Impasse adia votação do Orçamento para a próxima semana
Publicado em 06/03/2008 15:31
Um impasse sobre os recursos da Lei Kandir impediu que governo e oposição fechassem acordo para a votação do Orçamento nesta quinta-feira. Enquanto o relatório destina R$ 5,2 bilhões para compensar a perda dos estados exportadores, setores da oposição pedem R$ 20 bilhões, conforme informou o relator do Orçamento, deputado José Pimentel (PT-CE). "A cada hora, eles [a oposição] aparecem com uma reivindicação.
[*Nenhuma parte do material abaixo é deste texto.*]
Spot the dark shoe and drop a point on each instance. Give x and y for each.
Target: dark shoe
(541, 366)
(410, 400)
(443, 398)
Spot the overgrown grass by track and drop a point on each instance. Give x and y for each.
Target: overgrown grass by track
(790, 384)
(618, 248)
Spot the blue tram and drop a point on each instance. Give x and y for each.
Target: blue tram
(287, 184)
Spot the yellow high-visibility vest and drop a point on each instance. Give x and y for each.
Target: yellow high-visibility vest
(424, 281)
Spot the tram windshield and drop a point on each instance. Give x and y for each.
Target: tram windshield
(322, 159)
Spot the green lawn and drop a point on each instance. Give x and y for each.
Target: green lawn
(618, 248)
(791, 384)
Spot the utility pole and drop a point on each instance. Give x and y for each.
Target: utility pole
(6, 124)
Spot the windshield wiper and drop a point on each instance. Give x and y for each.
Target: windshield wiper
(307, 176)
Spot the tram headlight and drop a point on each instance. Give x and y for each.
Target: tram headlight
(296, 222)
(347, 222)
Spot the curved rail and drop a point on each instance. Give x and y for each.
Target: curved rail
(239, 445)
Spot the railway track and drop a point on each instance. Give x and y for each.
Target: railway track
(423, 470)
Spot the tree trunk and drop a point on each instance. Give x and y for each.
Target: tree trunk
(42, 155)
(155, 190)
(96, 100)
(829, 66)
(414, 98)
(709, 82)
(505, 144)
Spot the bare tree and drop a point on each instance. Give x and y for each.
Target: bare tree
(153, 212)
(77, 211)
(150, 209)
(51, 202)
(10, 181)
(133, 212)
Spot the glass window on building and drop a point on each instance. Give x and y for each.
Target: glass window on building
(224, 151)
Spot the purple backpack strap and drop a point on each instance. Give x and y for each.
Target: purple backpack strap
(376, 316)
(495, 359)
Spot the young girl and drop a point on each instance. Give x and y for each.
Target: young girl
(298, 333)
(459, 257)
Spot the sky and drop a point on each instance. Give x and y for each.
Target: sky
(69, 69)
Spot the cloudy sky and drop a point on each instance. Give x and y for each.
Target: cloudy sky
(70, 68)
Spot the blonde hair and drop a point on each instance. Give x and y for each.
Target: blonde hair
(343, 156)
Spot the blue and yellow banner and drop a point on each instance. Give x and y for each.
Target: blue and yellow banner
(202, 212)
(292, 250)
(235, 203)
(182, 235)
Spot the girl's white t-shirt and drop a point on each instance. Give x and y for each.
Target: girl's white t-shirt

Não há recursos para isso", reclamou.
Ele garante que não cortou os recursos destinados à Lei Kandir, mas o deputado Cláudio Cajado (DEM-BA), que também participou da reunião, afirma que houve cortes. "O relator está promovendo um corte de 10% para poder atender a algumas demandas, que nós consideramos até legítimas, justas, mas que não podem ser atendidas com os recurso da Lei Kandir", declarou.
Mesmo com a falta de acordo, a líder do Governo no Congresso, senadora Roseana Sarney (PMDB-MA), acredita que o Orçamento pode ser votado na próxima quarta-feira (12). "Faremos uma reunião na terça-feira para tentar resolver o problema, mas, independentemente disso, votaremos o Orçamento na quarta-feira", anunciou.
Anexo
Outros pontos que geraram discussão entre governo e oposição também precisam ser totalmente equacionados. O anexo de metas, por exemplo, será excluído do documento final, e seus R$ 534 milhões serão redistribuídos entre as bancadas, conforme determina a Resolução 1/06 do Congresso, que disciplina os trabalhos da Comissão Mista de Orçamento.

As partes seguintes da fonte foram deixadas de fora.